Lebewohl, who as a toddler immigrated to the United States with his family after World War II from a displaced-persons camp in Italy, recalls being raised on the savory jelly. “My mother made ptcha all the time, and I developed a taste for it for that reason,” he said, which is why he still includes it on his eatery’s menu. “It’s the type of food that you come in to eat that reminds you of home, that reminds you of what your mothers and grandmothers used to make.”
However, the demand for ptcha is slowly declining. Lebewohl said. “I’m 63 years old, and the people who normally eat it call me ‘Hey, sonny!’ ‘Hey, kid!’ That gives you an idea of the age of the people who eat it.” He remembers one elderly woman who, up until about 10 years ago, would call the restaurant every year to order a tray of ptcha for her husband’s birthday. “And then, all of a sudden, she stopped calling,” he said. As long as ptcha remains a relic of the turn of the century, the Depression, and the Lower East Side shtetls, it will pass on at the same rate as its mostly elderly fans.

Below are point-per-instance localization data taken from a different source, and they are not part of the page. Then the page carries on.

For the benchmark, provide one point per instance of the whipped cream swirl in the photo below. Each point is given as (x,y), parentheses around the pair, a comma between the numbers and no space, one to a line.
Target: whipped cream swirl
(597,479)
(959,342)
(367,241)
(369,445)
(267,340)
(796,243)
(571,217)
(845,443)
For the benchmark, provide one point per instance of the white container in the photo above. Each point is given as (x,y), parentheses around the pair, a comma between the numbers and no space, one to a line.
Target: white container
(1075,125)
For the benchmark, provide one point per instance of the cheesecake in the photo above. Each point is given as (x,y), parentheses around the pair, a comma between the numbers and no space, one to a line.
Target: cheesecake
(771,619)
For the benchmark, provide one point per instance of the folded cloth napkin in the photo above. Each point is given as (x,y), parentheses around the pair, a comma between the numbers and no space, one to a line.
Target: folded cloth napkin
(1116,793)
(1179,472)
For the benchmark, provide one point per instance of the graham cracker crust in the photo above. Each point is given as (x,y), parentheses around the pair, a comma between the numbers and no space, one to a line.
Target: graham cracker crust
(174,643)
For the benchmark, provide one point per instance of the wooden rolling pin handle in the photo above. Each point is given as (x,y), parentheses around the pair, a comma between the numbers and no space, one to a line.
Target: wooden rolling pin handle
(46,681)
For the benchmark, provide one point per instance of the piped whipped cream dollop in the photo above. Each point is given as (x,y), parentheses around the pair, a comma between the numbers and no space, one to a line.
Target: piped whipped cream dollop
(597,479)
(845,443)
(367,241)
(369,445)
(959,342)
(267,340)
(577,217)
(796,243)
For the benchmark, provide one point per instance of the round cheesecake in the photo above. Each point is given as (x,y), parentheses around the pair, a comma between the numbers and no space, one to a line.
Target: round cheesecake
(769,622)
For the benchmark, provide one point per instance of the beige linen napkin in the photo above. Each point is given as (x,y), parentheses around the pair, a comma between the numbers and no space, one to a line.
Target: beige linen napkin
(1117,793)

So, is there any way to bolster ptcha for the younger generation? Beranbaum had one idea: “What with all the garlic and wonderful chewy morsels, perhaps the best way to get people interested is to change the name to something more appealing. It is not that dissimilar to various gelatin-based recipes that come from other European countries such as France [which has] oeuf en gelée.”

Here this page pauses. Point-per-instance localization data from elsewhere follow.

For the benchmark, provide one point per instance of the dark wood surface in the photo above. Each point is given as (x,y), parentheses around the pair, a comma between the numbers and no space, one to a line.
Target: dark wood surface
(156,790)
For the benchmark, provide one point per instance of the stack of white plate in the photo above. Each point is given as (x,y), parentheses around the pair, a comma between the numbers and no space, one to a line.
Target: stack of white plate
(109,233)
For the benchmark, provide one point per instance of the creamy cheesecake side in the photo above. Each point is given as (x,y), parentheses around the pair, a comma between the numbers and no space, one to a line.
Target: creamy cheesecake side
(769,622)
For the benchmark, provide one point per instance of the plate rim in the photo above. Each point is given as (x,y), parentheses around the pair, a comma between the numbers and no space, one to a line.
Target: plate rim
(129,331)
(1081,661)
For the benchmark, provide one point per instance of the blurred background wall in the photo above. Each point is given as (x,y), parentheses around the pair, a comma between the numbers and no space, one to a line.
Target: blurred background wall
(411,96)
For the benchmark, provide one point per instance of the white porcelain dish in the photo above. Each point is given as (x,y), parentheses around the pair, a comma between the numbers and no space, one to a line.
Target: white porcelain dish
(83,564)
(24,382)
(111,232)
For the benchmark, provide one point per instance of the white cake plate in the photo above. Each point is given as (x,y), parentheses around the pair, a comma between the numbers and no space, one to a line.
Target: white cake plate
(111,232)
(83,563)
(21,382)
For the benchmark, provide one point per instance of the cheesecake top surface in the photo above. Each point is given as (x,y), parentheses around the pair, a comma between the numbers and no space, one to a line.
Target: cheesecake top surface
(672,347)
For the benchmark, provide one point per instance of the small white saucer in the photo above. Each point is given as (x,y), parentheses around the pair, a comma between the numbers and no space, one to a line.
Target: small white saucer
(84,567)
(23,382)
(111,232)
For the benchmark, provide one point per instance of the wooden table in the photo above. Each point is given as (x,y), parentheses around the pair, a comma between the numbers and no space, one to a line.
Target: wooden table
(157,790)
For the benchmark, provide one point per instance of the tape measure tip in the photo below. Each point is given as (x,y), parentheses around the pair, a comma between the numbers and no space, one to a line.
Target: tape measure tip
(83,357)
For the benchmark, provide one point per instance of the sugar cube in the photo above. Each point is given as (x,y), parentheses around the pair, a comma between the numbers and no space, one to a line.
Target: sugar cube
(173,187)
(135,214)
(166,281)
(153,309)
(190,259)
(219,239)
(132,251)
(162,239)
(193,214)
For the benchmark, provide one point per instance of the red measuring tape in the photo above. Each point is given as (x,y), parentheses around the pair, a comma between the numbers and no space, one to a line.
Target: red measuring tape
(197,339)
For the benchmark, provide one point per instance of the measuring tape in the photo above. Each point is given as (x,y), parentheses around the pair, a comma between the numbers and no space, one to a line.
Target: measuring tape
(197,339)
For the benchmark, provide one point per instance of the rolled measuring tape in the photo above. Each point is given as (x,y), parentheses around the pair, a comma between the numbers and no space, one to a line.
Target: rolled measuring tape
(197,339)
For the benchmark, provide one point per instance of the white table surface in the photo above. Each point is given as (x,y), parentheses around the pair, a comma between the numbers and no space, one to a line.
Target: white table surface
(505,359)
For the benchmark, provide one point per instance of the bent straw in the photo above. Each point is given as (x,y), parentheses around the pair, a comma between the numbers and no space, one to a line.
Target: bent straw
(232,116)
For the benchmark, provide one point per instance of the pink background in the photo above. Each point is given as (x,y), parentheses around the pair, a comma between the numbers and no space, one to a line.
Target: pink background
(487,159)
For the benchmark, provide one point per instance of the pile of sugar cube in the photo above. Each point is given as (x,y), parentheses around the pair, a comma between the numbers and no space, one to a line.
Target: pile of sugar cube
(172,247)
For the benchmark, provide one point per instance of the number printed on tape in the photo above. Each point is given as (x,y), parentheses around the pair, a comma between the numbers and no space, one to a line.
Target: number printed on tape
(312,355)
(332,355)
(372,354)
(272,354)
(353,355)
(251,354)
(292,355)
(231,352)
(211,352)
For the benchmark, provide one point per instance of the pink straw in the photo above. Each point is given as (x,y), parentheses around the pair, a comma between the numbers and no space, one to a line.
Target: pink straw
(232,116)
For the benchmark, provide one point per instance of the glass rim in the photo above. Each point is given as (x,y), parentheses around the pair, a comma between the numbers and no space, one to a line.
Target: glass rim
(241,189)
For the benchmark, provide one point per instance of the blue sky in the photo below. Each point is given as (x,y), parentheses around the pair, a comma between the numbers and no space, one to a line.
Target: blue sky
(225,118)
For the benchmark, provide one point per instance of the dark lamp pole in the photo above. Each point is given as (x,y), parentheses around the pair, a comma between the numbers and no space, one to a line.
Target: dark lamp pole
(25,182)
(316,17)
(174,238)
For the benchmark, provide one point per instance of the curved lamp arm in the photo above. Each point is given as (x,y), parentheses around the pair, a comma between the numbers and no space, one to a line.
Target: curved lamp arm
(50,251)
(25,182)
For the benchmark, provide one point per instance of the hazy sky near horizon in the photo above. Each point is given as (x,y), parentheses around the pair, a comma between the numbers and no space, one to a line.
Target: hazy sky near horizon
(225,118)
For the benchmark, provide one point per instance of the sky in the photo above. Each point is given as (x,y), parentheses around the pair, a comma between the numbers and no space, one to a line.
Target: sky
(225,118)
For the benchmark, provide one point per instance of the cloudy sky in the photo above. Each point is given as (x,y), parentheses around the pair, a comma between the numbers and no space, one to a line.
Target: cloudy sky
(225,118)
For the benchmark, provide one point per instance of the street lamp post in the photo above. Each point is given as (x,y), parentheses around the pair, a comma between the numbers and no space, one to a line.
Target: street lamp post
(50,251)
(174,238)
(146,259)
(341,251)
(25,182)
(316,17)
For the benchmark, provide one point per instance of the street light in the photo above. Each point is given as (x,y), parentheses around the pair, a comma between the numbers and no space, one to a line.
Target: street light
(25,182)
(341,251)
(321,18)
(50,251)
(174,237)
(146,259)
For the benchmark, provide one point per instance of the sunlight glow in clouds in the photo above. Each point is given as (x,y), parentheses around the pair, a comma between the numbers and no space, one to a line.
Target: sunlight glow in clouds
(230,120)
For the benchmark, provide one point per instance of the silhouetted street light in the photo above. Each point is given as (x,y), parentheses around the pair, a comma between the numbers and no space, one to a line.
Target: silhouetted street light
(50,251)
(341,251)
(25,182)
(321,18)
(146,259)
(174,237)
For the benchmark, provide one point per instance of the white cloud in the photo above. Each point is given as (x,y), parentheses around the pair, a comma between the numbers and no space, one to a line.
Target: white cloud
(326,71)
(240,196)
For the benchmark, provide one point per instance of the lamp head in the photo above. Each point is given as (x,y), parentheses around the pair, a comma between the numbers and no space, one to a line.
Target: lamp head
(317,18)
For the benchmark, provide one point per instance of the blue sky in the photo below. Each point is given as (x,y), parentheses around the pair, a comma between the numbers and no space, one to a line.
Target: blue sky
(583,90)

Alain Cohen, owner of Los Angeles’ Got Kosher, notes that his “old school” Tunisian dishes with calf’s foot, such as t’fina camounia, now court “a crowd of American fans [who] like to explore new dishes.” Beranbaum and Cohen suggest that, in order to preserve ptcha, restaurateurs must rebrand the dish for foodies in search of the luxurious and exotic.
After all this talk about ptcha, it’s time for me to try some—for the first time. As I sit on a midnight-blue barstool at the 2nd Avenue Deli’s counter, I slice into the bizarre, obscure appetizer that I’ve been researching for weeks. I take a bite, and as the garlicky gelatin hits my tongue, I’m surprised that it’s not the unappetizing peasant dish I was expecting. I had assumed that ptcha would be as musty as the 1890 copy of Aunt Babette’s Cook Book. Instead, it is savory and sour and satisfyingly mushy. With its neat appearance, its translucent amber hue, and its settled flecks of meat, it looks not unlike an odd gem, luminous and undiscovered.